Former Charlotte wrestler and announcer Les Thatcher posted to Facebook: “I 1st met Jimmy in 1963 as he was going through every out of town newspaper to find wrestling results at the old book store on Trade St in Charlotte. He loved the business and was indeed ‘The Encyclopedia.’ Will miss seeing him at reunions and fan fests.”

Referee Bobby Simmons had similar sentiments: “He would ride with me when he would show up in Georgia back in the day… Good guy…. Last time I saw him was in Vegas a few years ago, He rode a Greyhound out and was going to hitchhike back.”

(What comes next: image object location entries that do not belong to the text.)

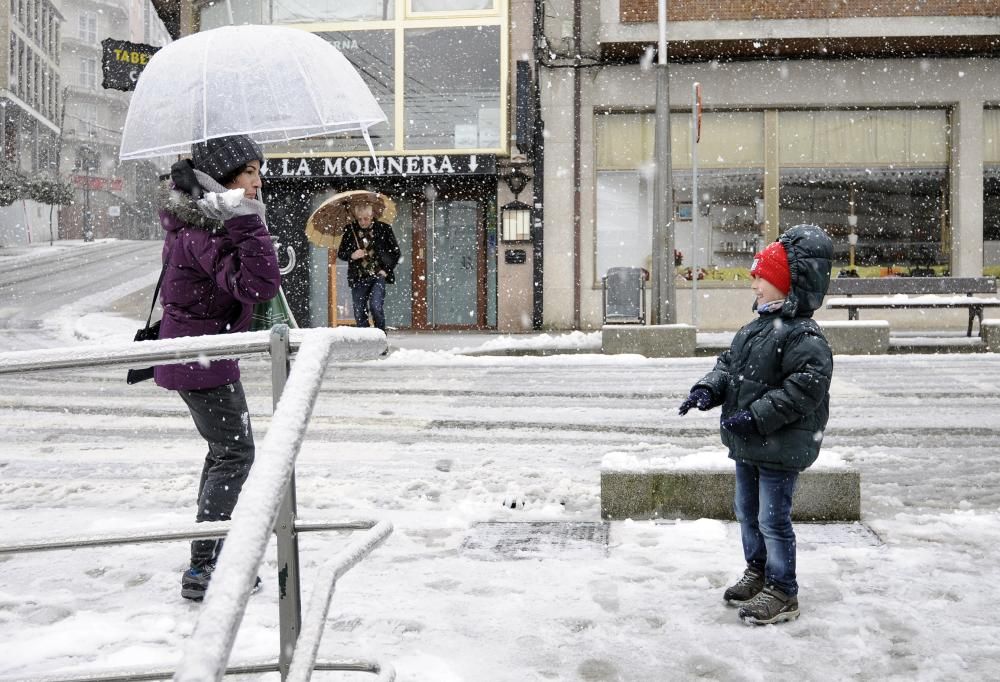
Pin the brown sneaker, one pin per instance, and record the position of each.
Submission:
(746, 588)
(770, 606)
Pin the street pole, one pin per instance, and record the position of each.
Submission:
(664, 308)
(695, 137)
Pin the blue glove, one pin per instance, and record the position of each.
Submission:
(741, 423)
(700, 398)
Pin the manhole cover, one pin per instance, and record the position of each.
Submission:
(497, 540)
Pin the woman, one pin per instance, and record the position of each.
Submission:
(219, 263)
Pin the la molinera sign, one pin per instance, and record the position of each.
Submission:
(389, 166)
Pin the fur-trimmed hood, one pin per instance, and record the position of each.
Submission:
(182, 206)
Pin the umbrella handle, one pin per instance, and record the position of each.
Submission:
(284, 270)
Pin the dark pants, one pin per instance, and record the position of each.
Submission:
(368, 295)
(221, 417)
(763, 506)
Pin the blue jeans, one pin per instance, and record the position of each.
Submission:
(763, 506)
(368, 295)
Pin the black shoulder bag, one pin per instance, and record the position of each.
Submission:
(150, 332)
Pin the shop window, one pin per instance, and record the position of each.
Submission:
(372, 53)
(88, 27)
(452, 88)
(88, 73)
(451, 6)
(887, 168)
(234, 12)
(307, 11)
(991, 192)
(730, 190)
(624, 220)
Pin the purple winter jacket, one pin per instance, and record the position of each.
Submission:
(215, 274)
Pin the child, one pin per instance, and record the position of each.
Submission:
(774, 387)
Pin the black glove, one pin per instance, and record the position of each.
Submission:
(184, 179)
(741, 423)
(700, 398)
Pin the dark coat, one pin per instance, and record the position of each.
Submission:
(385, 250)
(779, 366)
(214, 275)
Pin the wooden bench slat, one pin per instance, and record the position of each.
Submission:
(930, 292)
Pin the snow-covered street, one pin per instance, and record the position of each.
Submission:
(483, 464)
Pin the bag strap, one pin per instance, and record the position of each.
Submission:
(156, 291)
(156, 295)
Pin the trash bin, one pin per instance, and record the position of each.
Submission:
(624, 299)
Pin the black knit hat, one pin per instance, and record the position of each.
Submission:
(220, 157)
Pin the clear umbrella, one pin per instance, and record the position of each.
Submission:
(270, 82)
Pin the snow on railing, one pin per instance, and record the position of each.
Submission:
(263, 497)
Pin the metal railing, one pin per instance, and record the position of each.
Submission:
(269, 492)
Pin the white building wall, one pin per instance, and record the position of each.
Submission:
(965, 85)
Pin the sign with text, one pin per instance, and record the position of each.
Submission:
(122, 62)
(94, 182)
(388, 166)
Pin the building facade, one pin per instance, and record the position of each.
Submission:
(874, 120)
(30, 102)
(443, 73)
(111, 199)
(878, 121)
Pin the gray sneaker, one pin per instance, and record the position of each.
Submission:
(746, 588)
(770, 606)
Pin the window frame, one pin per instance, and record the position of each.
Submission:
(498, 16)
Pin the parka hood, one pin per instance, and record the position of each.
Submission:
(810, 260)
(181, 210)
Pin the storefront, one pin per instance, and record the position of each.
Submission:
(446, 226)
(440, 70)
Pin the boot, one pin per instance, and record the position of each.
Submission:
(746, 588)
(770, 606)
(194, 582)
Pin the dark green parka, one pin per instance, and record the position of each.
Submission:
(779, 366)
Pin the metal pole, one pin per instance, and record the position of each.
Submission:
(287, 540)
(664, 306)
(695, 133)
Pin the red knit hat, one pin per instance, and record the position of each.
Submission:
(772, 265)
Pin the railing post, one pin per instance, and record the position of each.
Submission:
(289, 596)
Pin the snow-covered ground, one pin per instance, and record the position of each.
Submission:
(483, 464)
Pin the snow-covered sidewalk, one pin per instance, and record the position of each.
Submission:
(444, 446)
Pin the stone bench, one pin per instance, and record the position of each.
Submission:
(822, 494)
(856, 337)
(653, 341)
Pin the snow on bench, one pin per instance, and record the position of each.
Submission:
(701, 485)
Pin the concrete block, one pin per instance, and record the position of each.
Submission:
(654, 341)
(857, 337)
(832, 494)
(990, 331)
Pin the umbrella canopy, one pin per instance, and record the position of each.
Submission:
(326, 225)
(270, 82)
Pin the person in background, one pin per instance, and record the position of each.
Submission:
(219, 262)
(774, 388)
(371, 251)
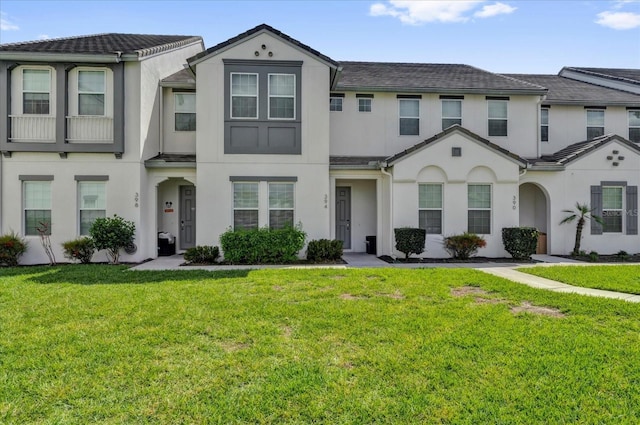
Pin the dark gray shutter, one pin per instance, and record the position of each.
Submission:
(596, 209)
(632, 210)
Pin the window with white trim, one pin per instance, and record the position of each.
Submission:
(612, 209)
(36, 91)
(282, 96)
(409, 113)
(479, 208)
(634, 126)
(92, 203)
(244, 95)
(185, 111)
(245, 205)
(430, 208)
(498, 117)
(91, 92)
(595, 123)
(451, 112)
(37, 206)
(281, 205)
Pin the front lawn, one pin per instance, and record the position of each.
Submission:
(101, 344)
(625, 278)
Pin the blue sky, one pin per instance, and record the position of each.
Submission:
(499, 36)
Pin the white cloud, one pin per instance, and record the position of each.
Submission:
(619, 20)
(419, 12)
(490, 10)
(5, 24)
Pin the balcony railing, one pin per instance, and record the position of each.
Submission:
(33, 128)
(89, 129)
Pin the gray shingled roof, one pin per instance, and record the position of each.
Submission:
(139, 45)
(255, 30)
(568, 91)
(577, 150)
(457, 128)
(420, 77)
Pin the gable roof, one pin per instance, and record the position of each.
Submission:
(457, 129)
(118, 46)
(254, 31)
(569, 91)
(435, 78)
(578, 150)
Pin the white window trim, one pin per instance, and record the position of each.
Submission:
(269, 96)
(257, 95)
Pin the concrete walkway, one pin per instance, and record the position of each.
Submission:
(361, 260)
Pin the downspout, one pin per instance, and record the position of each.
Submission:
(384, 172)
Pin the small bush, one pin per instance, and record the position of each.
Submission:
(520, 242)
(262, 246)
(80, 249)
(12, 247)
(410, 240)
(202, 254)
(324, 250)
(463, 246)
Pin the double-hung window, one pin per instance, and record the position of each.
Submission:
(498, 118)
(280, 205)
(92, 203)
(479, 208)
(37, 206)
(595, 123)
(185, 111)
(282, 96)
(244, 95)
(36, 91)
(409, 113)
(430, 208)
(634, 125)
(91, 92)
(544, 124)
(451, 112)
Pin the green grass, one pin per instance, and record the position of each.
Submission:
(624, 278)
(101, 344)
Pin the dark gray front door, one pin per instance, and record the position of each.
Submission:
(343, 216)
(187, 217)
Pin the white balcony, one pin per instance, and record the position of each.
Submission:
(33, 128)
(89, 129)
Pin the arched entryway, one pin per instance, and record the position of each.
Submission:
(534, 212)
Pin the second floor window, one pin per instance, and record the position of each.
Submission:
(595, 123)
(185, 111)
(36, 91)
(91, 92)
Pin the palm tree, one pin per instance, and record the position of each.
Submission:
(582, 213)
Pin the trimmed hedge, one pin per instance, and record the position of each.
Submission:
(324, 250)
(520, 242)
(262, 246)
(410, 240)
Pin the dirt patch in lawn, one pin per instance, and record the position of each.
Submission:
(527, 307)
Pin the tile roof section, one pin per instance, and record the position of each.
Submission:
(398, 77)
(577, 150)
(139, 45)
(568, 91)
(457, 129)
(263, 27)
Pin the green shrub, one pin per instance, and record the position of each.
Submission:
(520, 242)
(410, 240)
(12, 247)
(113, 234)
(463, 246)
(80, 249)
(204, 254)
(324, 250)
(262, 246)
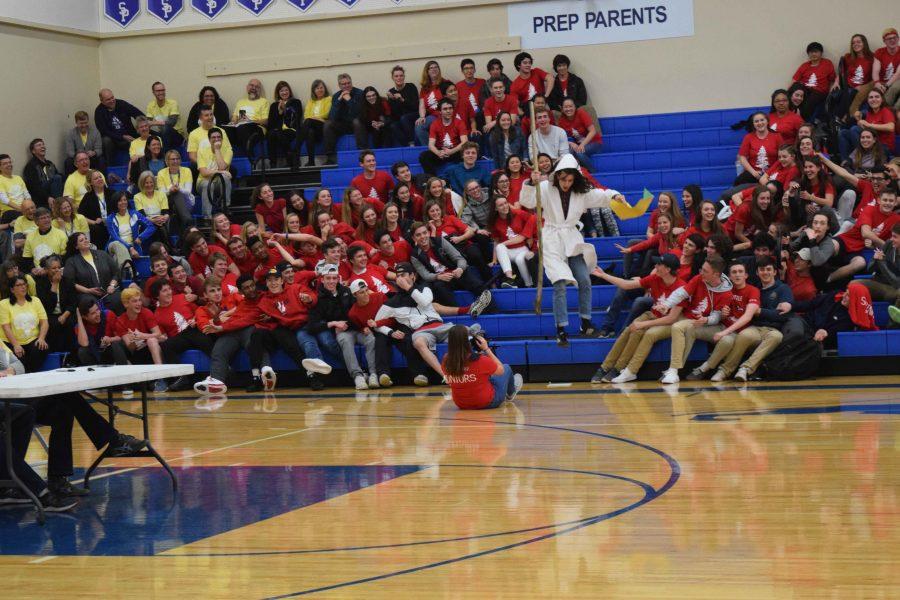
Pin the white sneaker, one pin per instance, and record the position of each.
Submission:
(316, 365)
(625, 376)
(360, 382)
(267, 374)
(210, 385)
(670, 376)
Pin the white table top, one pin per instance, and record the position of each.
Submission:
(77, 379)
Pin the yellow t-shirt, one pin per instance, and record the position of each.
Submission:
(12, 193)
(153, 205)
(199, 138)
(76, 187)
(24, 320)
(207, 159)
(317, 109)
(165, 179)
(161, 113)
(39, 245)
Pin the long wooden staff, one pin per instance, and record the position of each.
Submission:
(538, 212)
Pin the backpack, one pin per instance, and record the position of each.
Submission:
(791, 362)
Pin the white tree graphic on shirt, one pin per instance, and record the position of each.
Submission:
(762, 159)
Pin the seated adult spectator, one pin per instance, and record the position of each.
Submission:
(208, 97)
(372, 183)
(549, 139)
(441, 266)
(886, 67)
(875, 115)
(564, 85)
(23, 322)
(344, 117)
(113, 118)
(284, 122)
(164, 115)
(457, 175)
(95, 208)
(506, 141)
(43, 180)
(314, 115)
(57, 296)
(431, 91)
(817, 76)
(783, 120)
(129, 231)
(93, 273)
(758, 151)
(446, 137)
(376, 116)
(214, 168)
(513, 232)
(403, 100)
(530, 81)
(43, 241)
(84, 138)
(584, 139)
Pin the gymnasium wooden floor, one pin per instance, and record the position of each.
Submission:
(764, 491)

Though Jimmy had a real job, working at a cafeteria at a North Carolina university when I knew him, he always seemed to live by whatever way the wind was blowing. Having met up with him at the Professional Wrestling Hall of Fame induction in Amsterdam, New York, he talked me into driving him back to Toronto once. I was worried about getting this odd dude across the border, but it wasn’t an issue. He went to a hostel downtown, and I suspect he made plenty of friends there too.

“Count Grog” Greg Mosorjak, Pete Lederberg, Jim Cornette, Dave Routh  and a clean-shaven Jimmy Ryan. Photo courtesy Greg Mosorjak.

“Count Grog” Greg Mosorjak was one of those long-time pals of Jimmy Ryan, and gets the last word: “He was a good friend, knowledgeable about wrestling, and he’d call me up and ask, ‘Hey, do you remember Jack Vansky or Ronnie Paul?’ He’d show up at my shows with big scrapbooks we’d look at for hours after the show. Steve Johnson and I took him along on road trips at least part way if he couldn’t catch a bus. Once we dropped him off at the ER in Richmond, Virginia, because his oxygen tank wasn’t working. I first met him in 1978 at the WFIA convention in Knoxville and he partied with us several days. We will all miss him.”

TOP PHOTO: Jimmy Ryan, courtesy Pete Lederberg.